Project description:Despite long traditional utilization and some reports on the antihyperglycemic and antihyperlipidemic action of Cassia siamea, the mechanisms involved have not been investigated yet. Thus, the objective of the present study was to investigate whether and how oral administration of the ethanolic extract of Cassia siamea Lam leaves (LECS) improves glucose and insulin homoeostasis, liver damage, and endothelial dysfunction in an experimental model of type 2 diabetes, the leptin-deficient ob/ob mice. Oxidative stress and protein expression of insulin-dependent and insulin -independent signaling pathways were studied. Obese ( ob/ob) vs. control (ob/+) mice were treated daily with intragastric administration of either vehicle or LECS (200?mg/kg, per day) for 4 weeks.
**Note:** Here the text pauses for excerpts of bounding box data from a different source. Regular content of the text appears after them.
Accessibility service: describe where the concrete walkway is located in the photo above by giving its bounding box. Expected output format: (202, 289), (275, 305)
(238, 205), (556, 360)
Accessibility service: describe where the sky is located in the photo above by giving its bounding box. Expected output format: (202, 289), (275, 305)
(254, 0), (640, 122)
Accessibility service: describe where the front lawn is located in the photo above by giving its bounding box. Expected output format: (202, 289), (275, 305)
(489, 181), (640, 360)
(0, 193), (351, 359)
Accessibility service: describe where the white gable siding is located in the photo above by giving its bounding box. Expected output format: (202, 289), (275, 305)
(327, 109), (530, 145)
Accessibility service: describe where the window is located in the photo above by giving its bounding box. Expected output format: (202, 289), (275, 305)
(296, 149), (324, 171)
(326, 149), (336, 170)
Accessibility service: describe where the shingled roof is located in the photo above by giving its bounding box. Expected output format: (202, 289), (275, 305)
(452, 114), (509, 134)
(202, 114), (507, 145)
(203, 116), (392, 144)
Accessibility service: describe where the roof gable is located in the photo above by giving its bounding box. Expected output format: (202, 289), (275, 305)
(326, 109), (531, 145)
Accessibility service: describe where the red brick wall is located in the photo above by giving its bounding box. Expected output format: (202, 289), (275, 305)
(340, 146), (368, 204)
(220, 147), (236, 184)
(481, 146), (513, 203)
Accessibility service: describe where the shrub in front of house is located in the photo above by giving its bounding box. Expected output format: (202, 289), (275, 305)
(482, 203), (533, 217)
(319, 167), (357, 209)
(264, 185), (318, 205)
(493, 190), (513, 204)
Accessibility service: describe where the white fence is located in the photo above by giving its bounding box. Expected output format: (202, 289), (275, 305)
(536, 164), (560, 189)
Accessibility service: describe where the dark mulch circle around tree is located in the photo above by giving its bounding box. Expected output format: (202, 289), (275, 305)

Fasting blood glucose, body weight, food intake, glucose and insulin tolerance, oxidative stress, and liver damage as well as vascular complications with respect to endothelial dysfunction were examined. Administration of LECS in obese mice significantly reduced blood glucose and insulin levels, improved glucose tolerance and insulin sensitivity, and restored the increase of circulating AST and ALT without modification of body weight and food intake. These effects were associated with increased activity of both insulin and AMPK pathways in the liver and skeletal muscles. Of particular interest, administration of LECS in obese mice completely prevented the endothelial dysfunction resulting from an increased NO· and decreased reactive oxygen species (ROS) production in the aorta. Altogether, oral administration of LECS remarkably attenuates features of type 2 diabetes on glucose, hepatic inflammation, insulin resistance, endothelial function, and vascular oxidative stress, being as most of these effects are related to insulin-dependent and insulin-independent mechanisms. Therefore, this study points for the therapeutic potential of Cassia siamea in correcting both metabolic and vascular alterations linked to type 2 diabetes.